When Myeong-seok returns, he refuses to take the case because the chance of winning is low, but it’s really just a ploy to get Young-woo back in the office. And it works because Young-woo temporarily returns to take up the case! And while Jun-ho is so very happy about her return, Min-woo is not pleased and he takes it up with Myeong-seok, because he feels she’s being given special treatment. But Myeong-seok defends Young-woo and tells Min-woo to learn from her tenaciousness.
The elder brothers deny deceiving Geu-ra-mi’s father in court, and the judge needs evidence to prove the contract was signed based on their deceit. Her mother remembers that a neighbor was around when the brothers brought the contract to Geu-ra-mi’s father, and they drive back to the countryside to ask if he overheard the conversation between the brothers. Luckily, the neighbor just so happened to be “retying his shoelaces” on the terrace and managed to listen in on the conversation. Lol.
Geu-ra-mi chooses to spend the night with her parents instead of returning to Seoul with Young-woo and Jun-ho in order to give them some “privacy.” And as they take in the sunset on a nearby beach, Jun-ho (who has been feeling bad about his old classmate mistaking Young-woo as one of the people he volunteers for) asks why Young-woo resigned.
She replies that while she’s working as attorney Woo Young-woo, it feels as if she’s just autistic Woo Young-woo in people’s eyes, and they’ll lose if she’s on their side. But Jun-ho tells her that he wants a lawyer like her on his side, and she’s touched.
Unfortunately, the conniving elder brothers buy off the neighbor and at the next court appearance, he denies hearing the conversation. With no other evidence, Young-woo comes up with the very bright idea of Geu-ra-mi and her father provoking the elder brothers to the point of getting assaulted. As a result, they’re able to cancel the gift contract under a provision of the civil law that states that when the recipient commits a crime against the giver or his immediate family, the giver can cancel the gift contract.
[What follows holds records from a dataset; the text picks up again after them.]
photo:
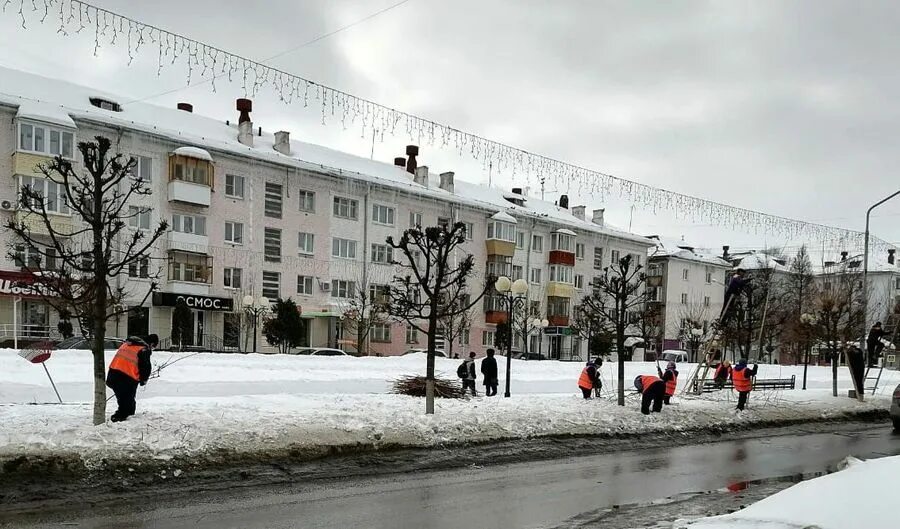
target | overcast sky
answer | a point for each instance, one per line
(785, 107)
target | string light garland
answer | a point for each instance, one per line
(200, 59)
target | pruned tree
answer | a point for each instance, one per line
(431, 284)
(617, 294)
(78, 262)
(283, 329)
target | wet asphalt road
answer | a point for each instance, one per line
(556, 493)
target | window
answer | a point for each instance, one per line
(143, 169)
(46, 140)
(234, 232)
(193, 224)
(345, 208)
(344, 248)
(307, 201)
(598, 258)
(233, 278)
(382, 254)
(306, 243)
(342, 289)
(271, 285)
(139, 269)
(305, 285)
(382, 215)
(381, 333)
(561, 274)
(234, 186)
(503, 231)
(53, 193)
(273, 200)
(139, 217)
(190, 267)
(272, 247)
(412, 335)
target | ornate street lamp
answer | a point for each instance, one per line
(513, 294)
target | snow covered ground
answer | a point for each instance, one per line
(862, 495)
(254, 403)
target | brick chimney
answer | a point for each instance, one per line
(283, 142)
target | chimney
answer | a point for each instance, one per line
(244, 106)
(447, 181)
(412, 151)
(283, 142)
(421, 175)
(579, 211)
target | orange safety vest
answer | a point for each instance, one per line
(671, 385)
(584, 381)
(647, 381)
(126, 360)
(742, 380)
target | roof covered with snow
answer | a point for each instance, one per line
(57, 101)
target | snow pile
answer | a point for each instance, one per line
(861, 495)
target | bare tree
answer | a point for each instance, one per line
(617, 294)
(431, 285)
(78, 263)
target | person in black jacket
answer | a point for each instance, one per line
(129, 368)
(489, 373)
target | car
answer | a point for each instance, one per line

And since there’s no evidence that the fight was incited, the judge approves the request and the contract is cancelled. Ha! The conniving elder brothers are not the only ones who can do away with evidence. Myeong-seok compliments Young-woo on her resourcefulness, and Min-woo (who is also present in court) seems to finally understand why Myeong-seok told him he could learn from Young-woo.
After the contract is cancelled, the brothers come to apologize to Geu-ra-mi’s father who proves that he’s a better person than I am by forgiving them and agreeing to equally share the money with them. And with a successful resolution to the case, a happy Young-woo officially returns to Hanbada. Yaaay!
Young-woo must have been feeling pretty bummed out about her resignation, and I’m so glad she’s back. Jun-ho’s words on the beach must have reassured her that despite her autism, she’s a helpful lawyer to her clients, and combined with her subsequent win in Geu-ra-mi’s father’s case, I think she needed that validation.
Jun-ho has been pretty intentional towards Young-woo, from little things like holding the elevator door for her, to being her whale discussion buddy, and the best part about it is that his actions are sincere and not out of pity. It’s the same for other characters like Myeong-seok, who respects and stands up for Young-woo’s professional abilities, and CEO Han who saw her potential and insisted she reapply to Hanbada after HR rejected her first application.
And I think that while Young-woo’s character is really lovable on her own, it’s also the patience and thoughtfulness of the other characters towards her that blends well with her charm to give us this warm-hearted and enjoyable drama.